Skip to content

Quick Start

This guide walks you through the core features of graphemes++ in under 5 minutes.

1. Segment Text into Graphemes

The Graphemizer class is the primary entry point. It takes a string, normalizes it, and splits it into proper grapheme clusters.

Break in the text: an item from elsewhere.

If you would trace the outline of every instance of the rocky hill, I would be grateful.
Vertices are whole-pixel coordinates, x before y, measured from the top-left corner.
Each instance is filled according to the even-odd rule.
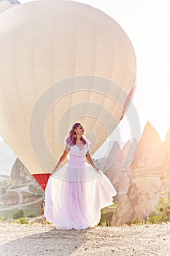
[[[133,143],[128,141],[120,150],[115,143],[109,159],[98,160],[101,167],[106,167],[104,162],[112,161],[105,174],[117,192],[115,200],[119,203],[116,210],[112,209],[111,225],[147,219],[161,193],[170,189],[170,130],[163,143],[157,131],[147,122],[136,146],[136,140]],[[166,196],[170,197],[169,193]]]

from graphemes_plusplus import Graphemizer

# Tamil text
g = Graphemizer("ஸ்ரீ மதி")
print(g.graphemes)  # ['ஸ்ரீ', ' ', 'ம', 'தி']
print(len(g))       # 4

The Graphemizer is iterable:

for grapheme in g:
    print(grapheme)
# Output:
# ஸ்ரீ
# (space)
# ம
# தி

Why not just list(text)? In Tamil and Sinhala, a single visual character (grapheme) can consist of multiple Unicode code points. For example, ஸ்ரீ is 4 code points but 1 grapheme. Python's list() would split it into 4 separate items, which is linguistically incorrect.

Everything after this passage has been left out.